Note: s. 172(2) of the bill uses the word “barrier “instead of the word “obstacle”, but is otherwise the same as s. 172(2) of the Canada Transportation Act.

Amendment 8
Section 6 should be amended to add the following to the principles set out in it:

“(2) For greater certainty, in the event of any inconsistency between the provisions of this Act and the provisions of the Canadian Human Rights Act, the provisions of that Act prevail to the extent of the inconsistency.”

Amendment 9
The following provision should be added to the bill:

“123?
Section 123.1.

(1) The Canadian Transportation Agency, the Canadian Radio-television and Telecommunications Commission, and the Federal Public Sector Labour Relations and Employment Board must within the period of six months that begins on the day on which this subsection comes into force, establish policies, practices and procedures for expeditiously receiving, investigating, considering and deciding upon complaints under this Act which are the same as or as reasonably close as possible to, those set out for the Accessibility Commissioner in sections 194 to 110 of the Act.”

Amendment 10
The bill should be amended to add the following provision:

11.1.

(1) No one shall use public money distributed by the Government of Canada in a manner that creates or perpetuates barriers.

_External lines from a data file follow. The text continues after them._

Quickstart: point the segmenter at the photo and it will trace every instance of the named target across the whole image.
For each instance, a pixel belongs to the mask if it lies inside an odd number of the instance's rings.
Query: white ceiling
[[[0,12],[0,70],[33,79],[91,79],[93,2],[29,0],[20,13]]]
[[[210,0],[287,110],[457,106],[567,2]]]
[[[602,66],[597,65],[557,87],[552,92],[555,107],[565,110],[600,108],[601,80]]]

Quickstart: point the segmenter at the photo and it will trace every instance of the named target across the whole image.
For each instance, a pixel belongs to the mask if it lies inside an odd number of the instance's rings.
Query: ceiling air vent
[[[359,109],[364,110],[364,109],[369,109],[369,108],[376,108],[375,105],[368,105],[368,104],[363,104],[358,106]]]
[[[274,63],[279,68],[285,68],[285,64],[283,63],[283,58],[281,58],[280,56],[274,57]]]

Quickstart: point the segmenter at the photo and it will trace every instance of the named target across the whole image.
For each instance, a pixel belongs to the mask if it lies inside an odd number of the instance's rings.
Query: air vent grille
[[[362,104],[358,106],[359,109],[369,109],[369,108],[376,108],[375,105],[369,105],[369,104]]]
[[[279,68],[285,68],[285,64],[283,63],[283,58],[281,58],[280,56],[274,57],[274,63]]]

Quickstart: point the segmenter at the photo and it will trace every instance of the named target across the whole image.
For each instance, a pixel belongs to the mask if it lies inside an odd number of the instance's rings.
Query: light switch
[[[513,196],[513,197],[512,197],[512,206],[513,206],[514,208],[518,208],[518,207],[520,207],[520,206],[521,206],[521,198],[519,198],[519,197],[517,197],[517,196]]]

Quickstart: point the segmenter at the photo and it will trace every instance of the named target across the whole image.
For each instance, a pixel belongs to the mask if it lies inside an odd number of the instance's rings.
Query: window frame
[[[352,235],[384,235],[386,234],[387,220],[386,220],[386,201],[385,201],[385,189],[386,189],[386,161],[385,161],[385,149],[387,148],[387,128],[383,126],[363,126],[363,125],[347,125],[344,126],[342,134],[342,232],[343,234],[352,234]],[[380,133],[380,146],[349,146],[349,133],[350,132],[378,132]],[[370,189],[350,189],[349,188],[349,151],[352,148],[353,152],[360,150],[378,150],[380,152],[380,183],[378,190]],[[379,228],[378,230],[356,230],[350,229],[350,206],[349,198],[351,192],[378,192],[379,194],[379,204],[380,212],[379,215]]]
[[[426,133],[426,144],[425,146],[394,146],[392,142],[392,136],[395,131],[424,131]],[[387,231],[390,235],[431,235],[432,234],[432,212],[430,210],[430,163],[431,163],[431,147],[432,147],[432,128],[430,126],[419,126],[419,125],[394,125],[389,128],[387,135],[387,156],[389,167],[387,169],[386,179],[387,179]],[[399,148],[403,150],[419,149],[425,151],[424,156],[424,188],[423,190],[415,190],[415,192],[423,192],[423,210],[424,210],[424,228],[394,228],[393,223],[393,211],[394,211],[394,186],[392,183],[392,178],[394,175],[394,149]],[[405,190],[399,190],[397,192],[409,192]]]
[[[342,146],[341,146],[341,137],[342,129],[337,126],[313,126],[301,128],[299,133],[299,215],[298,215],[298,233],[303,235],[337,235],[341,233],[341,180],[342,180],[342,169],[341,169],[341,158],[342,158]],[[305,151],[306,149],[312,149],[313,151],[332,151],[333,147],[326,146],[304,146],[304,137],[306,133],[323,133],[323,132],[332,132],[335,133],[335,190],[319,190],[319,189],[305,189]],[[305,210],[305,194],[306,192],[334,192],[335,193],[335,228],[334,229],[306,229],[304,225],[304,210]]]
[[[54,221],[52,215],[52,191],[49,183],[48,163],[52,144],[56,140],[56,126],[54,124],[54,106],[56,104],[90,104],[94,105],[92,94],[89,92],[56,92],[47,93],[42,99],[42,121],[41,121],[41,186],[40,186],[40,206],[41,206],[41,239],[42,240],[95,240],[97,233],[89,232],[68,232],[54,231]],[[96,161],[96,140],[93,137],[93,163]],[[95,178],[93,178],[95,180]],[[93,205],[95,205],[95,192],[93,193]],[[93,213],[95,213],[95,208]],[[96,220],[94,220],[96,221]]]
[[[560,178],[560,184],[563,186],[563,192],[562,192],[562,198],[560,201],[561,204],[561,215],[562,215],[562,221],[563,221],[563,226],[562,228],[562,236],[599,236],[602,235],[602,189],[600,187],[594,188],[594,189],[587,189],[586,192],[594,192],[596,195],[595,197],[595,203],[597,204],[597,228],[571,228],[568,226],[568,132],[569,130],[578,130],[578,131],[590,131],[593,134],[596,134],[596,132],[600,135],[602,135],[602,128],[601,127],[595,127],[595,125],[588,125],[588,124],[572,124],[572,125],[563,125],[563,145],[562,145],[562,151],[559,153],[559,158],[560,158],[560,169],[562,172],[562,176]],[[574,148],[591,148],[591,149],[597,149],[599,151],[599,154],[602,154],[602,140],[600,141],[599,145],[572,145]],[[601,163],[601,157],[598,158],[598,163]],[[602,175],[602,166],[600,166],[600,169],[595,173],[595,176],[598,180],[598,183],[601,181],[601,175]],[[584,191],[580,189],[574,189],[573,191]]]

(2) Without limiting the generality of the foregoing, subsection 1 includes payments by the Government of Canada to any person or entity to purchase or rent any goods, services or facilities, or to contribute to the construction, expansion or renovation of any infrastructure or other capital project, or to provide a business development loan or grant to any person or entity.

(3) Within the period of two years that begins on the day on which this subsection comes into force, the minister must establish and make public policies and procedures to implement, monitor compliance with, and report to the public on compliance with subsections 1 and 2.

(4) The power to make regulations under clauses 117 (1) (c) and (d) includes the power to make regulations to implement this section.

Amendment 11
Section 72(1) should be amended to add the words “except any entity referred to in paragraphs 7(1) (a), (b) and (c) (the Government of Canada, or a department or agency of the Government of Canada)”, so that the provision will read in material part:

“72?(1)?The Minister may, by order, exempt any regulated entity or class of regulated entities except the any entity referred to in paragraphs 7(1) (a), (b) and (c) (the Government of Canada, or a department or agency of the Government of Canada) from the application of all or any part of sections 69 to 71, on any terms that the Minister considers necessary. The order ceases to have effect on the earlier of the end of the period of three years that begins on the day on which the order is made and the end of any shorter period specified in the order.”

Observations We Ask the Senate to Attach to Bill C-81

1. Since the bill is entitled “An Act to ensure a barrier-free Canada” for people with disabilities but does not require any barriers to be removed, the Committee recommends that the bill be strengthened.
2. Because the bill depends on the Federal Government and various agencies to use their new powers, but does not require most of those powers to be used, the Committee recommends that the Federal Government report back to the Senate in one year on what duties and time lines for action could be added to the bill.

3. Because of concerns from the disability community about the bill splintering its implementation and enforcement, the Committee recommends that the Federal Government report to the Senate in one year on the effectiveness and impact of splintering the bill’s implementation and enforcement among four federal agencies, for further study by the Senate.

4. Since the Federal Government spends billions of dollars of the public’s money on procurement of goods, services and facilities, on new infrastructure projects, and on business development loans and grants, the Federal bill should be strengthened to ensure that public money is never used to create or perpetuate disability barriers.